Li Bin, Hao Pan-Pan, Zhang Yong, Yin Rui-Hong, Kong Qing-Zan, Cai Xiao-Jun, Zhao Zhuo, Qi Jian-Ni, Li Ying, Xiao Jie, Wang Fu, Yi Wei, Ji Xiao-Ping, Su Guo-Hai
Department of Cardiology, Jinan Central Hospital affiliated to Shandong University, Jinan, Shandong, China.
Key Laboratory of Cardiovascular Remodeling and Function Research, Chinese Ministry of Education and Chinese Ministry of Health, Department of Cardiology, Shandong University Qilu Hospital, Jinan, Shandong, China.
Oncotarget. 2017 May 2;8(18):30455-30463. doi: 10.18632/oncotarget.10762.

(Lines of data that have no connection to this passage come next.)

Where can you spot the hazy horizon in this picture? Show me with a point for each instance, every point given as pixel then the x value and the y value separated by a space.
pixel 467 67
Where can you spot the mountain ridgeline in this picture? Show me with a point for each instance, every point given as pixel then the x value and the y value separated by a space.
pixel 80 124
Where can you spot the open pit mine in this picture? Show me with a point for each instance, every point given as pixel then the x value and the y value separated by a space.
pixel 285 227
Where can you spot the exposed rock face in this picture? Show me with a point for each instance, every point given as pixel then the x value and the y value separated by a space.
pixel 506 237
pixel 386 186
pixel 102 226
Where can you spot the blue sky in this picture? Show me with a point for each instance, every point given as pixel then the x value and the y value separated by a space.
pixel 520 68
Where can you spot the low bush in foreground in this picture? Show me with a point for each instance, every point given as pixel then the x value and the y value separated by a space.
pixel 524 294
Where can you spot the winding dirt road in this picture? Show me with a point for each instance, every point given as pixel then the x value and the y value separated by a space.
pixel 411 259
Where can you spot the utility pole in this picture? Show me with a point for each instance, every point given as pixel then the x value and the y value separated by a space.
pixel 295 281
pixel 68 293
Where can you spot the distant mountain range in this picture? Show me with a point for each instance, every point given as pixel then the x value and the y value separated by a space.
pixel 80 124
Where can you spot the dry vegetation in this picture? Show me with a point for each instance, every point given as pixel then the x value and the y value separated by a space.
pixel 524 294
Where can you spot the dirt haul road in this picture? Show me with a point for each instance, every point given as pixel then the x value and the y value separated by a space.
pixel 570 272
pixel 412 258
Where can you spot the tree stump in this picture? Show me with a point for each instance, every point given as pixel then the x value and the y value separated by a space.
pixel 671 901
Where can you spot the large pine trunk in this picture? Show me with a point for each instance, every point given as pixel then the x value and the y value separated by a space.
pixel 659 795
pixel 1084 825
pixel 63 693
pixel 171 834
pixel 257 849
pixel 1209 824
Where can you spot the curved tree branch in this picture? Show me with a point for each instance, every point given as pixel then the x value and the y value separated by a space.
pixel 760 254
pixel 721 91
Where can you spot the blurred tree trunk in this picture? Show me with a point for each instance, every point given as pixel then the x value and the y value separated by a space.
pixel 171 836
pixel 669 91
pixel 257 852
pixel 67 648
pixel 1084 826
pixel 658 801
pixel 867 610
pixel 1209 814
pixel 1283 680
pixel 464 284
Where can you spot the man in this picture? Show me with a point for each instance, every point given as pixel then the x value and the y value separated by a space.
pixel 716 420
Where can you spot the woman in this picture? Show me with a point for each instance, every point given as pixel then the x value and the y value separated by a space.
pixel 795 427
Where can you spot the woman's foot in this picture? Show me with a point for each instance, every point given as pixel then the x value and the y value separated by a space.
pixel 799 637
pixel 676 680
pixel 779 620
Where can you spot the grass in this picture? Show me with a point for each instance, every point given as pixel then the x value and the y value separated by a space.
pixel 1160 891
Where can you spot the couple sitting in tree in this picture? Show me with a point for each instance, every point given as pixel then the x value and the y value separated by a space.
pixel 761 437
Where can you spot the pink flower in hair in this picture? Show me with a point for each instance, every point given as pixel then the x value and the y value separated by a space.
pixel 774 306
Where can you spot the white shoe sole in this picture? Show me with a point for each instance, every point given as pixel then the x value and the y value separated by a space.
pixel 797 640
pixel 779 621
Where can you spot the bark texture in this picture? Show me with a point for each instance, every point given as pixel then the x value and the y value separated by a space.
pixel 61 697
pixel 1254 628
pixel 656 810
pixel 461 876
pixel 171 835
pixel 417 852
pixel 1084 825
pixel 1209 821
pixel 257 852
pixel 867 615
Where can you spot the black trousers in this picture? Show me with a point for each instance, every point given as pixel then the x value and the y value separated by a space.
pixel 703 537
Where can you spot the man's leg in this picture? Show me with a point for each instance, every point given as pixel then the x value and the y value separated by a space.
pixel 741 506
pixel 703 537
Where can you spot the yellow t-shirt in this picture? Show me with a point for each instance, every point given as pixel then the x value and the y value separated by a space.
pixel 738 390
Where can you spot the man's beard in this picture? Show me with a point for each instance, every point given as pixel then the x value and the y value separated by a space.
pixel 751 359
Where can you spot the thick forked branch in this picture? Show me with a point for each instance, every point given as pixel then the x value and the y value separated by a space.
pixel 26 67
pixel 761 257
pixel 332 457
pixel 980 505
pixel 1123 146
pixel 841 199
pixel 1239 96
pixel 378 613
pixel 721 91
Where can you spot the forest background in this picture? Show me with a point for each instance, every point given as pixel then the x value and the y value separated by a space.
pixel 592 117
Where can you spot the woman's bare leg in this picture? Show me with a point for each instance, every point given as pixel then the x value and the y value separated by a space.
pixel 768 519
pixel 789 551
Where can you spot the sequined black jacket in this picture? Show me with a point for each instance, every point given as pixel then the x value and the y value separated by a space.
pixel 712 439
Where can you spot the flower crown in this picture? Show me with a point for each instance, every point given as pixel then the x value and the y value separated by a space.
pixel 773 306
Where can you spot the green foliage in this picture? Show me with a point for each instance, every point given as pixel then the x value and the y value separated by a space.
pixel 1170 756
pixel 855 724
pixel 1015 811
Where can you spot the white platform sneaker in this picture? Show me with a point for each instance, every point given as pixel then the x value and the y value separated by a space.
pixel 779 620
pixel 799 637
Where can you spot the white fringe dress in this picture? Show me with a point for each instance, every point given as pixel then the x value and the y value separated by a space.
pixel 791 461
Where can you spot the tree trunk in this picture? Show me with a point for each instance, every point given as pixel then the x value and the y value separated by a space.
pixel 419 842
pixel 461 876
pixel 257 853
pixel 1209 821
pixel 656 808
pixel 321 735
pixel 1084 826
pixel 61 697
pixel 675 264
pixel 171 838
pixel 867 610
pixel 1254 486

Proprotein convertase-subtilisin/kexin type 9 (PCSK9) monoclonal antibody is a new therapy to reduce low-density lipoprotein cholesterol (LDL-C) level in patients with familial hypercholesterolemia (FH). This pooled analysis aimed to estimate the efficacy and safety of PCSK9 antibody therapy in FH. Reports of randomized controlled trials (RCTs) comparing PCSK9 antibody to placebo were retrieved by a search of MEDLINE via PubMed, EMBASE, the Cochrane Library databases, ClinicalTrials.gov and Clinical Trial Results (up to November 30, 2015) with no language restriction. Data were abstracted by a standardized protocol. We found eight RCTs (1,879 patients with FH) for the pooled analysis. As compared with placebo, PCSK9 antibody therapy remarkably reduced LDL-C level (mean reduction: -48.54 %, 95 % CI: -53.19 to -43.88), total cholesterol (mean reduction: -31.08%, 95 % CI: -35.20 to -26.95), lipoprotein (a) (mean reduction: -20.44%, 95 % CI: -25.21 to -15.66), and apolipoprotein B (mean reduction: -36.32%, 95 % CI: -40.75 to -31.90) and elevated the level of high-density lipoprotein cholesterol (mean change: 6.29 %, 95 % CI: 5.12 to 7.46) and apolipoprotein A1(mean change: 4.86%, 95 % CI: 3.77 to 5.95). Therapy with and without PCSK9 antibodies did not differ in rate of adverse events (pooled rate: 50.86 % vs. 48.63%; RR: 1.03; 95 % CI: 0.92 to 1.15; P = 0.64; heterogeneity P = 0.13; I2= 40%) or serious adverse events (pooled rate: 7.14% vs. 6.74%; RR: 1.05; 95 % CI: 0.70 to 1.58; P = 0.80; heterogeneity P = 0.69; I2= 0%). PCSK9 antibody may be an effective and safe treatment for FH.
前蛋白转化酶枯草溶菌素/kexin 9型(PCSK9)单克隆抗体是一种用于降低家族性高胆固醇血症(FH)患者低密度脂蛋白胆固醇(LDL-C)水平的新疗法。这项汇总分析旨在评估PCSK9抗体疗法在FH中的疗效和安全性。通过PubMed检索MEDLINE、EMBASE、Cochrane图书馆数据库、ClinicalTrials.gov和临床试验结果(截至2015年11月30日),检索比较PCSK9抗体与安慰剂的随机对照试验(RCT)报告,无语言限制。数据通过标准化方案提取。我们纳入八项RCT(1879例FH患者)进行汇总分析。与安慰剂相比,PCSK9抗体疗法显著降低LDL-C水平(平均降低:-48.54%,95%CI:-53.19至-43.88)、总胆固醇(平均降低:-31.08%,95%CI:-35.20至-26.95)、脂蛋白(a)(平均降低:-20.44%,95%CI:-25.21至-15.66)和载脂蛋白B(平均降低:-36.32%,95%CI:-40.75至-31.90),并提高高密度脂蛋白胆固醇水平(平均变化:6.29%,95%CI:5.12至7.46)和载脂蛋白A1(平均变化:4.86%,95%CI:3.77至5.95)。使用和未使用PCSK9抗体治疗的不良事件发生率无差异(汇总发生率:50.86%对48.63%;RR:1.03;95%CI:0.92至1.15;P = 0.64;异质性P = 0.13;I2 = 40%)或严重不良事件发生率(汇总发生率:7.14%对6.74%;RR:1.05;95%CI:0.70至1.58;P = 0.80;异质性P = 0.69;I2 = 0%)。PCSK9抗体可能是一种治疗FH的有效且安全的疗法。